Clear Sky Science · pt
Percepções geológicas, geomorfológicas e ambientais sobre os granitos do Neoproterozóico de Aswan, Egito: sensoriamento remoto e avaliação radiológica
Rochas Por Trás de um Rio Famoso
As colinas graníticas em torno de Aswan, no sul do Egito, são muito mais que um cenário pitoresco para o Nilo e seus templos antigos. Essas rochas duras orientaram o traçado do rio, forneceram pedra para obeliscos e estátuas e emitem silenciosamente radiação natural que interessa a construtores e moradores atuais. Este estudo analisa os granitos de Aswan por várias perspectivas — trabalho de campo, imagens de satélite e medições radiológicas — para compreender como se formaram, como moldam a paisagem e quão seguros são para exploração e uso.

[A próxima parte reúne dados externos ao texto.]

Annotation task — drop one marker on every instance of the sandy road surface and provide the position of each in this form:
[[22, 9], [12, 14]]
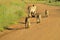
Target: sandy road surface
[[48, 29]]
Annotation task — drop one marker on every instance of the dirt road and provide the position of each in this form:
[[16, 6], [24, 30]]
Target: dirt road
[[48, 29]]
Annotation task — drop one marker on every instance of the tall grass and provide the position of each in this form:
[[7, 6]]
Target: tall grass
[[10, 11]]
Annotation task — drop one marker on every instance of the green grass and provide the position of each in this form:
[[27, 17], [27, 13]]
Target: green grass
[[44, 2], [54, 3], [10, 12]]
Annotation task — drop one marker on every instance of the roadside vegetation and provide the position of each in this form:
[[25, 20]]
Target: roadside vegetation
[[10, 12]]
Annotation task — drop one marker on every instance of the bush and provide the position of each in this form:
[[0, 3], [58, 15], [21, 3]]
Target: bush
[[10, 12]]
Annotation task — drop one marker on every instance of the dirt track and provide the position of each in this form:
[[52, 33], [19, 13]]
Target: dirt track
[[48, 29]]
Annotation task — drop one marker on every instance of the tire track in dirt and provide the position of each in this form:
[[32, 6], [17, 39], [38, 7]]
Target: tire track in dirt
[[48, 29]]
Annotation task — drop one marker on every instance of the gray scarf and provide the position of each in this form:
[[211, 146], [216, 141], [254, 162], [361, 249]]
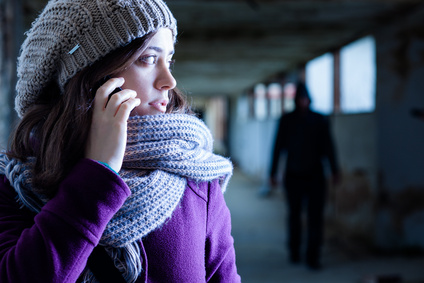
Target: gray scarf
[[163, 151]]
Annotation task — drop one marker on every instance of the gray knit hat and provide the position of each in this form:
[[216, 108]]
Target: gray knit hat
[[70, 35]]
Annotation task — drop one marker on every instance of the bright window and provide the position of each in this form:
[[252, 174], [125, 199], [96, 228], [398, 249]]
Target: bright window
[[357, 76], [319, 81]]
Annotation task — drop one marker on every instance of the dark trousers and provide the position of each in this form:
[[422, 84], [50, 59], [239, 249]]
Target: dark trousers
[[306, 193]]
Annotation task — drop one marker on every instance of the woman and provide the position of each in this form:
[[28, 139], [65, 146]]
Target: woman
[[108, 172]]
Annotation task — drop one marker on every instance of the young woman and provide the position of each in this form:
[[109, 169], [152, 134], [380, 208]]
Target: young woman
[[109, 177]]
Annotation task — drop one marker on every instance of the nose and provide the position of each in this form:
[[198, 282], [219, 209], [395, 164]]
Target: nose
[[165, 80]]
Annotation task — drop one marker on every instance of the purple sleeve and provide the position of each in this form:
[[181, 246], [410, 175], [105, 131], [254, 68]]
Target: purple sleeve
[[53, 246], [220, 253]]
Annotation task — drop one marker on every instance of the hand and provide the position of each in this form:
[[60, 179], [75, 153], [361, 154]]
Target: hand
[[108, 133], [273, 182]]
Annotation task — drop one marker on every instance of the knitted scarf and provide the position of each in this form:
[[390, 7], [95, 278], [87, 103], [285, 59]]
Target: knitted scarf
[[162, 152]]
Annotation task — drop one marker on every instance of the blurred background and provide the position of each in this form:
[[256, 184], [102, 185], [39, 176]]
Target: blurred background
[[238, 61]]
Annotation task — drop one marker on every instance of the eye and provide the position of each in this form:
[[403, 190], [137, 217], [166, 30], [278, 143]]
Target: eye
[[171, 64], [149, 59]]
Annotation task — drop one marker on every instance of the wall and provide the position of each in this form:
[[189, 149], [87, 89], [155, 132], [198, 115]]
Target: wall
[[400, 209], [10, 40], [251, 140], [381, 199]]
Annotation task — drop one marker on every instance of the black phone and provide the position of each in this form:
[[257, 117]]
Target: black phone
[[101, 82]]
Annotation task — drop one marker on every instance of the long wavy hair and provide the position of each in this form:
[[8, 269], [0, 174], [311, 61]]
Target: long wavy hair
[[55, 129]]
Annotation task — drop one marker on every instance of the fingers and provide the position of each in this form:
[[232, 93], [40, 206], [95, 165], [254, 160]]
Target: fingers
[[110, 103]]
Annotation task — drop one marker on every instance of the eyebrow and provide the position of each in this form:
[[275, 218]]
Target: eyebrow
[[160, 50]]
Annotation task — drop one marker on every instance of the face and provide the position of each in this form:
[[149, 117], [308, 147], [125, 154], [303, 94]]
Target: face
[[150, 76]]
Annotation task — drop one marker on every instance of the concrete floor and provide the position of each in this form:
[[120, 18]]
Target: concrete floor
[[259, 234]]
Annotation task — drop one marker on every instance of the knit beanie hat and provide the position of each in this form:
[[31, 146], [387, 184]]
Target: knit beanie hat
[[70, 35]]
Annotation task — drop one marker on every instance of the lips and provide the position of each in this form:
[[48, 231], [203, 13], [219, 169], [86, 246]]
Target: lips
[[160, 105]]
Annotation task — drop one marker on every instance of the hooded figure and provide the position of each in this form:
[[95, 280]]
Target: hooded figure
[[305, 138]]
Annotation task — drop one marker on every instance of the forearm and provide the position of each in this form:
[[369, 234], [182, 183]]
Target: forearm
[[54, 245]]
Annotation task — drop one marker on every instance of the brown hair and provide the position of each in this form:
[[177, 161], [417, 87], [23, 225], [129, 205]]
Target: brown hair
[[56, 128]]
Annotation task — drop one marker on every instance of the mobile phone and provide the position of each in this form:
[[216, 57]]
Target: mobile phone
[[101, 82]]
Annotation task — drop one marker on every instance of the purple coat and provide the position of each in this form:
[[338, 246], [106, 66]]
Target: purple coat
[[194, 245]]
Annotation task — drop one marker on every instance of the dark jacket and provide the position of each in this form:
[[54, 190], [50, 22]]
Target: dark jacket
[[306, 139]]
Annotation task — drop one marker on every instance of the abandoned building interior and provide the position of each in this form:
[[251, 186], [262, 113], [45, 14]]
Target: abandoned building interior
[[239, 60]]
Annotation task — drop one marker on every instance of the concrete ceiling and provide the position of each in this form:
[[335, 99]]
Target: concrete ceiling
[[225, 47]]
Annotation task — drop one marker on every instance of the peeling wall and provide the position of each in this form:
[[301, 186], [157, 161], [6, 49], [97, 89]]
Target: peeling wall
[[400, 203]]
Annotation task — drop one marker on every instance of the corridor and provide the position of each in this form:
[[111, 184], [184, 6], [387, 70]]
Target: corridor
[[259, 234]]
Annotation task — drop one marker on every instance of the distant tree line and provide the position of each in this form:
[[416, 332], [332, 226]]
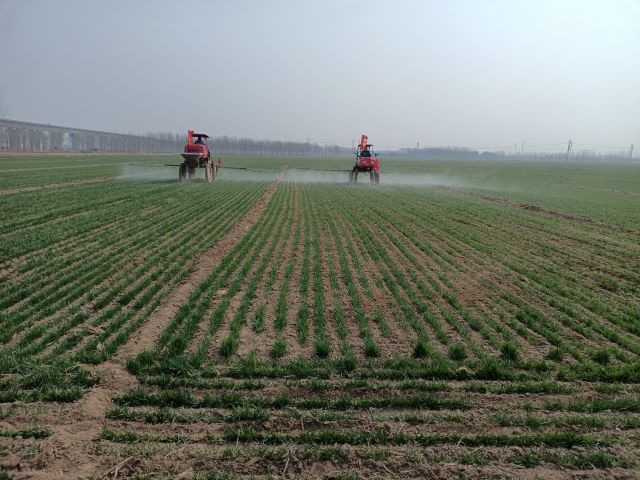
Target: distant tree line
[[32, 137], [458, 153]]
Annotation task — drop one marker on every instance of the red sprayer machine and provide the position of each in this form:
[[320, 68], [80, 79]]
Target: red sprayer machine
[[366, 161], [197, 155]]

Granitos Diferentes, Histórias Diferentes
Os autores identificam quatro tipos principais de granito na área de Aswan: tonalitos–granodioritos cinza‑escuros, granitos rosados grosseiros, granitos da Alta Barragem e granitos de grão fino. Esses tipos de rocha formaram‑se em vários pulsos há mais de 550 milhões de anos, quando a crosta terrestre no nordeste da África se acomodou após um grande episódio de construção de montanhas. Cada tipo tem sua própria mistura mineral, tamanho de grão e estrutura interna. Os granitos rosados grosseiros, ricos em grandes cristais de feldspato cor de rosa, dominam as colinas e ilhas próximas a Aswan e forneceram grande parte da pedra para monumentos antigos. Os granitos cinza‑escuros são mais resistentes e menos alterados, enquanto os granitos de grão fino e os da Alta Barragem frequentemente mostram sinais de deformação e reprocessamento posterior.
Como a Pedra Molda o Rio e a Terra
Por serem muito duros, esses granitos forçam o Nilo a contornar, estreitar e se dividir ao redor deles, produzindo cadeias de ilhas rochosas como Sehel, Saluja e Philae. Padrões de juntas — fraturas naturais que tendem a correr norte–sul e nordeste–sudoeste — controlam onde o rio pode cortar canais mais facilmente e onde encostas se fragmentam em blocos. Ao longo do tempo, o calor e o frio intensos deste clima hiperárido fazem as camadas externas do granito descascar e arredondar, criando cúpulas, blocos e tors. Onde o rio bate nas rochas, a alteração química corrói as partes inferiores de penhascos e ilhas, enquanto as seções superiores se desintegram mecanicamente, conferindo a muitos afloramentos uma aparência em dois níveis, em degraus.

Observando do Espaço
Para ver o quadro geral, a equipe usou dados hiperespectrais do satélite PRISMA e outras imagens de sensoriamento remoto. Esses dados dividem a luz solar em centenas de bandas de cor estreitas, permitindo distinguir diferentes tipos de rocha e coberturas do solo por suas “impressões digitais” espectrais. As imagens separam claramente a faixa granítica na margem leste do arenito nubiano mais macio a oeste, e revelam como esse contraste direciona o curso do rio. Elas também identificam ilhas individuais, zonas de cisalhamento, padrões de juntas e cicatrizes de pedreiras, além de acompanhar a expansão de áreas urbanas e de pastagens entre 2017 e 2023. Na prática, os satélites mostram onde a paisagem ainda está próxima ao seu estado natural e onde a atividade humana começou a dominar.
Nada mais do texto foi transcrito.